William Oliver Stone was born September 15, 1946, in New York City, the son of a French woman named Jacqueline (née Goddet) and Louis Stone (born Louis Silverstein), a stockbroker. He grew up in Manhattan and Stamford, Connecticut. His parents met during World War II, when his father was fighting as a part of the Allied force in France. His American-born father was Jewish, although non-practicing, and his French-born mother was a non-practicing Roman Catholic. Stone was raised in the Episcopal Church, and now practices Buddhism.
Stone attended Trinity School in New York City before his parents sent him away to The Hill School, a college-preparatory school in Pottstown, Pennsylvania. His parents were divorced abruptly while he was away at school (1962) and this, because he was an only child, marked him deeply. Stone's mother was often absent and his father made a big impact on his life; father-son relationships were to feature heavily in Stone's films perhaps because of this.
He often spent parts of his summer vacations with his maternal grandparents in France, both in Paris and La Ferté-sous-Jouarre in Seine-et-Marne. Stone also worked at 17 in the Paris mercantile exchange in sugar and cocoa – a job that proved inspirational to Stone for his film Wall Street. He speaks French fluently. Stone graduated from The Hill School in 1964.
Stone was admitted into Yale University, but left in June 1965 at age 18 to teach high school students English for six months in Saigon at the Free Pacific Institute in South Vietnam.
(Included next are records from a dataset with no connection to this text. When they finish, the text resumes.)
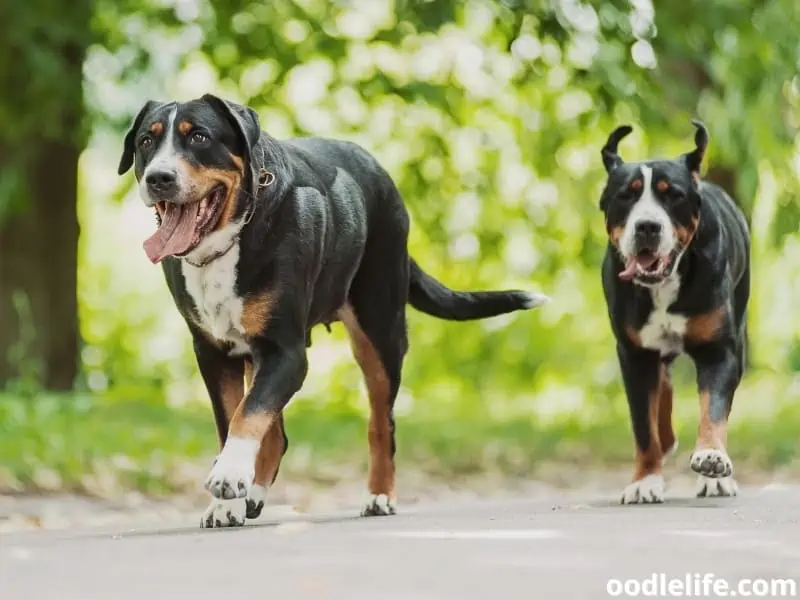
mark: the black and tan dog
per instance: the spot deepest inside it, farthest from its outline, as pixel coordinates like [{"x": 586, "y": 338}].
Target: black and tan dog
[
  {"x": 263, "y": 239},
  {"x": 676, "y": 278}
]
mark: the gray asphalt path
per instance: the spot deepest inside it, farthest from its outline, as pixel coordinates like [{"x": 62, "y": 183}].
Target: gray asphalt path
[{"x": 560, "y": 547}]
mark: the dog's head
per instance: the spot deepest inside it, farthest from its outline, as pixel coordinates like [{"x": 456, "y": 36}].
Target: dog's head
[
  {"x": 192, "y": 162},
  {"x": 652, "y": 208}
]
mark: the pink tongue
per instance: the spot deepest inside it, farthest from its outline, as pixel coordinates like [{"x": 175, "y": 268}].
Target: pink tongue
[
  {"x": 176, "y": 234},
  {"x": 630, "y": 267}
]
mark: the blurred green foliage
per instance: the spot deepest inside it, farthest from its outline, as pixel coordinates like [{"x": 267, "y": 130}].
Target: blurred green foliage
[{"x": 490, "y": 117}]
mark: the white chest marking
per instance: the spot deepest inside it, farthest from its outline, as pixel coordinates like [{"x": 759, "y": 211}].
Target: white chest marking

Afterwards, he worked as a wiper on a United States Merchant Marine ship in 1966, traveling to Oregon. He returned to Yale, where he dropped out a second time (in part due to working on an autobiographical novel
A Child's Night Dream, published 1997 by St. Martin's Press).
In April 1967, Stone enlisted in the United States Army and requested combat duty in Vietnam. From September 16, 1967 to April 1968, he served in Vietnam with 2nd Platoon, B Company, 3rd Battalion, 25th Infantry Division and was twice wounded in action. He was then transferred to the First Cavalry Division participating in long range patrols before being transferred again to drive for a motorized infantry unit of the division until November 1968. For his service, his military awards include the Bronze Star with "V" Device for heroism, the Purple Heart with Bronze Oak Leaf Cluster to denote two awards, the Air Medal, the Army Commendation Medal, the National Defense Service Medal, the Vietnam Service Medal, the Vietnam Campaign Medal and the Combat Infantryman Badge.